H&M, Twitter, Blogging, Boyfriend.
First, let me give some background. As I sit here and watch an old re-run of House with Sara Beara, I have an odd fascination with strolling through twitter and trying to decide how I should go about blogging on this thing. I watched Julie & Julia and she actually had a reason to blog, thus ended up having an interesting following. I don't want a book deal or a movie but I do want to have someone read my posts and get something from it. If there's nothing to get from it, then that's my fault and I'm sorry for that. Sometimes I feel like I have no hobbies and no actual interests besides my recently purchased, all-seven seasons of The Golden Girls. However, I am very opinionated and have had my share of experiences in life up until now, at 20 (I'll keep you posted on more experiences).
So, let me explain my new obsessions. I am a little late on reporting this, but I am obsessed with H & M. First discovered in Hampton, Virginia while on vacation, I fell in love at first glace. Then I feel even deeper in love when I saw the prices of the clothes. Hi-yo! My sister was right when she said it was everyone's style. They have a little bit of everything there. So needless to say, my closet is already littered with their clothes. I have also introduced Sara to this as well. Whoops. Glad the nearest one is 2.5 hours away!
Next obsession: Twitter. Celebrity updates are sickeningly good! Some celeb's I stay away from but the normal Twitter-lovers are usually fun to hear from. Tom Hanks, Kim Kardashian, Blake Shelton and others have been lighting up my feed!

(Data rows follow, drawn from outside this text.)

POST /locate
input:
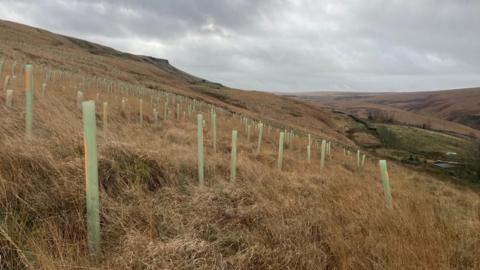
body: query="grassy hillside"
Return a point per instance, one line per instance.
(155, 215)
(454, 111)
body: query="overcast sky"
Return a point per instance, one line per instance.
(283, 45)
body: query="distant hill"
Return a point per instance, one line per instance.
(99, 60)
(456, 111)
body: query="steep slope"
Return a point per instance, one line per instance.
(76, 55)
(456, 111)
(154, 213)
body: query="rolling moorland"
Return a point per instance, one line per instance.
(155, 215)
(414, 127)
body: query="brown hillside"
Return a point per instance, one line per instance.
(154, 214)
(456, 111)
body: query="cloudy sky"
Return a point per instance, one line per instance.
(283, 45)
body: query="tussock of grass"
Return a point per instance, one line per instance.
(155, 216)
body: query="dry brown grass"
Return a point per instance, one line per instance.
(155, 216)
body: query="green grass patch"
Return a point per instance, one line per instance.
(421, 141)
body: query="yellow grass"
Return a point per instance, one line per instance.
(155, 216)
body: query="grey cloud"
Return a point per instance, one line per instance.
(284, 45)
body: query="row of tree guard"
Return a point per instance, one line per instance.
(90, 130)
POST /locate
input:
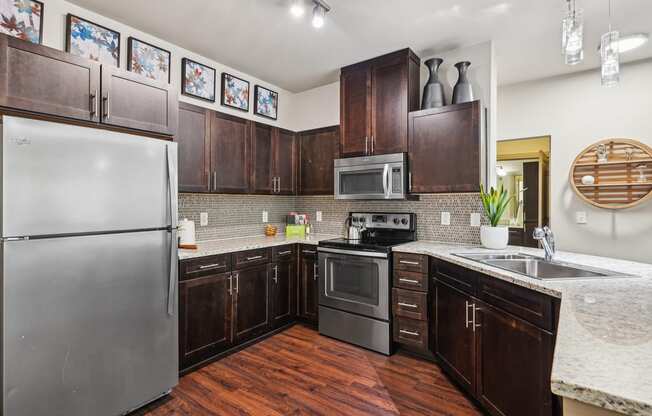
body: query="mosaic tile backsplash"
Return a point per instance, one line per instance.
(241, 215)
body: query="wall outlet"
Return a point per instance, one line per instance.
(475, 219)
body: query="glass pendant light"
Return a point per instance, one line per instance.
(610, 56)
(572, 37)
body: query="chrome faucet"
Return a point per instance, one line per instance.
(547, 239)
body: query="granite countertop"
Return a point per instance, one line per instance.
(603, 352)
(231, 245)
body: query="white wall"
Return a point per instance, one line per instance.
(54, 35)
(576, 112)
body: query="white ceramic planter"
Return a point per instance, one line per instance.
(495, 238)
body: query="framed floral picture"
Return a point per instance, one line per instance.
(265, 102)
(148, 60)
(92, 41)
(197, 80)
(235, 92)
(22, 19)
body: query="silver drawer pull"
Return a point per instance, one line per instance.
(209, 266)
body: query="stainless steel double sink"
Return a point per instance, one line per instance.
(539, 268)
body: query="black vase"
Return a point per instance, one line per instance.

Addicted? Yes. Maybe more than just addicted? I'll keep you posted.
Blogging. I kind of explained this before. I just want my post's to mean something! Not many friends my age like to blog. So I'll have to branch outside my comfort zone, reach out to others. I'll try to keep myself from long posts and rambles. Maybe that will help...

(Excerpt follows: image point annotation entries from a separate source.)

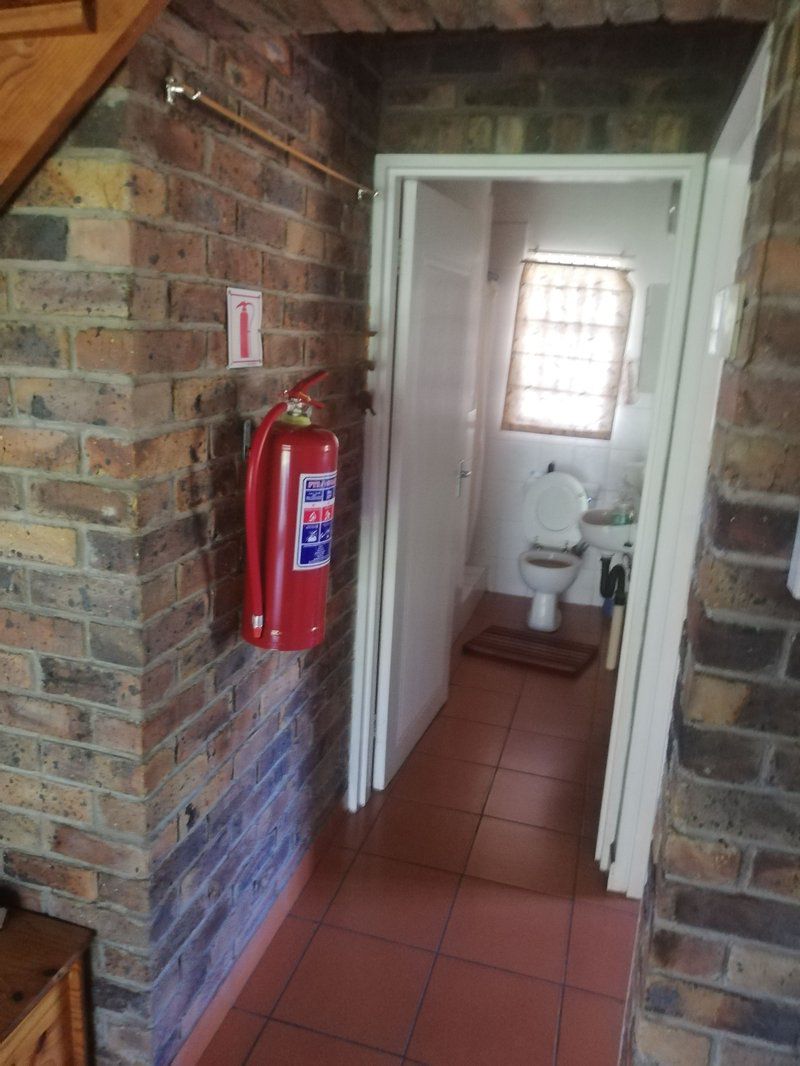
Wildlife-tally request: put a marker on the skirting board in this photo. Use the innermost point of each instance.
(229, 990)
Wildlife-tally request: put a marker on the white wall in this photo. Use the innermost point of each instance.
(625, 220)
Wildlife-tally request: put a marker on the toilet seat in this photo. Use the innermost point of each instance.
(552, 511)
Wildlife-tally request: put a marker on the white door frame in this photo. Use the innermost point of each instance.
(661, 514)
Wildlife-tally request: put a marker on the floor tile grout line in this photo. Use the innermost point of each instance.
(317, 923)
(259, 1034)
(334, 1036)
(574, 900)
(462, 876)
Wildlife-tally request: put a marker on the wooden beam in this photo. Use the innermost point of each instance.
(45, 82)
(44, 16)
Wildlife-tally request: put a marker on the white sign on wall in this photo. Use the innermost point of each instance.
(244, 327)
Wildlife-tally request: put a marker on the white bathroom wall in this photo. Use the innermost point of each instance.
(629, 220)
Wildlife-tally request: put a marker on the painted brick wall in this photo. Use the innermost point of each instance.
(623, 89)
(159, 779)
(718, 980)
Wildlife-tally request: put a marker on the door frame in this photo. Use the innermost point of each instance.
(661, 513)
(634, 780)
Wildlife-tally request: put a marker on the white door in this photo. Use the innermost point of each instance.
(437, 313)
(640, 729)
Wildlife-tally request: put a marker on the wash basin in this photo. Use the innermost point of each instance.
(608, 529)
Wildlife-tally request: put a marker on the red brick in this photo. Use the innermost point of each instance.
(96, 769)
(236, 170)
(122, 816)
(26, 344)
(16, 669)
(194, 398)
(239, 263)
(20, 830)
(92, 182)
(61, 801)
(196, 302)
(139, 352)
(259, 226)
(133, 895)
(57, 875)
(21, 629)
(41, 544)
(241, 71)
(156, 455)
(178, 788)
(671, 1047)
(682, 952)
(202, 205)
(74, 293)
(716, 862)
(82, 501)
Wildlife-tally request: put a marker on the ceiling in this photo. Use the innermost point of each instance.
(403, 16)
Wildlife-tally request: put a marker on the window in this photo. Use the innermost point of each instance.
(566, 356)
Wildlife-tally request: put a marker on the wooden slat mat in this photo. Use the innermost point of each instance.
(532, 649)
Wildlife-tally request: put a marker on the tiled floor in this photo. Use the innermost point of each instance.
(460, 920)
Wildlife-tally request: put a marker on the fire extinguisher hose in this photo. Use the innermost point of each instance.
(253, 518)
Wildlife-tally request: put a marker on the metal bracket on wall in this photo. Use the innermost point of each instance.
(174, 89)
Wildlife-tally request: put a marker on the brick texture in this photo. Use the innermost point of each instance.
(622, 89)
(719, 957)
(159, 779)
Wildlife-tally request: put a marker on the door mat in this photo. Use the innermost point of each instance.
(539, 650)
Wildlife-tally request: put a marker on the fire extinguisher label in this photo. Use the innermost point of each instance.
(315, 520)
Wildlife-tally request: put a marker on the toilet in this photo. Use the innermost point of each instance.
(552, 513)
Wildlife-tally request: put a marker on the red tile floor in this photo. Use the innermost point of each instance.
(460, 919)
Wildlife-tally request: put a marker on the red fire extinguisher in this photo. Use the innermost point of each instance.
(290, 490)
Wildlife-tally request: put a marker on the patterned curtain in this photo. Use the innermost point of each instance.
(566, 357)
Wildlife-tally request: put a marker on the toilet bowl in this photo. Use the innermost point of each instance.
(552, 513)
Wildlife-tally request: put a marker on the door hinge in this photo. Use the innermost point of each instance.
(673, 211)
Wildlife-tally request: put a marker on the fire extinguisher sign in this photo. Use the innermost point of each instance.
(315, 520)
(244, 327)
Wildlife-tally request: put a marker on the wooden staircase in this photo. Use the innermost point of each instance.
(54, 55)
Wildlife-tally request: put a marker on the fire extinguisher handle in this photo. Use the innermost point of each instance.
(252, 517)
(299, 391)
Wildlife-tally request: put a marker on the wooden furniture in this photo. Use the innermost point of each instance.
(46, 80)
(25, 18)
(43, 1019)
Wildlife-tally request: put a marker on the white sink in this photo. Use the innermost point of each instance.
(608, 530)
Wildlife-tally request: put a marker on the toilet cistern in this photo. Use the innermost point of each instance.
(552, 513)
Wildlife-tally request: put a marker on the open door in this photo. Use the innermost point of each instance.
(640, 728)
(443, 252)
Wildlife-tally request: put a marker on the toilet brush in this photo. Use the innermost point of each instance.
(612, 584)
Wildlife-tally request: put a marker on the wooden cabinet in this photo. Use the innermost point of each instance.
(43, 1019)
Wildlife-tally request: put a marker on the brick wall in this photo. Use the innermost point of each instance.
(718, 979)
(159, 779)
(622, 89)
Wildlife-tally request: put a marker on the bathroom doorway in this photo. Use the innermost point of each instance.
(681, 392)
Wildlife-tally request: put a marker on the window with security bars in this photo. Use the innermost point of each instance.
(569, 346)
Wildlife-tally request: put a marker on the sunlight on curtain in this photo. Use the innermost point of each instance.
(570, 335)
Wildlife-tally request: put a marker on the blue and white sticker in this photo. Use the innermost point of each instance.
(315, 520)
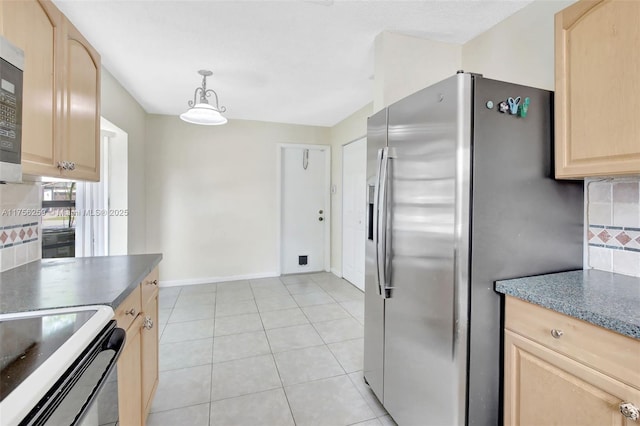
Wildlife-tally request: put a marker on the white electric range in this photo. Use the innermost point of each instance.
(53, 363)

Boyfriend. New boyfriend? No. Same old, same old. I just want to write the words down here that I want to say but can't. I have been with Dan since October 2009. He has given me some of the best memories of my life along with giving me the love and attention I deserve. We're not always perfect, that's for sure. I wouldn't want to be perfect. Him and I have recently decided to put the spice back in our life. To work on things and make sure the spark stays alive. I love him more than life and I hope he knows that. Ok, so I'm not OBSESSED with my boyfriend. But I want everyone to know how crazy I am about him. He makes me a better person, a better girlfriend, a better woman. I don't know who I would be without him in my life. This sounds like a cliche romance novel for sure, but its honesty at its finest.
Sometimes we don't have to speak the words we are feeling, but it is nice to write them down.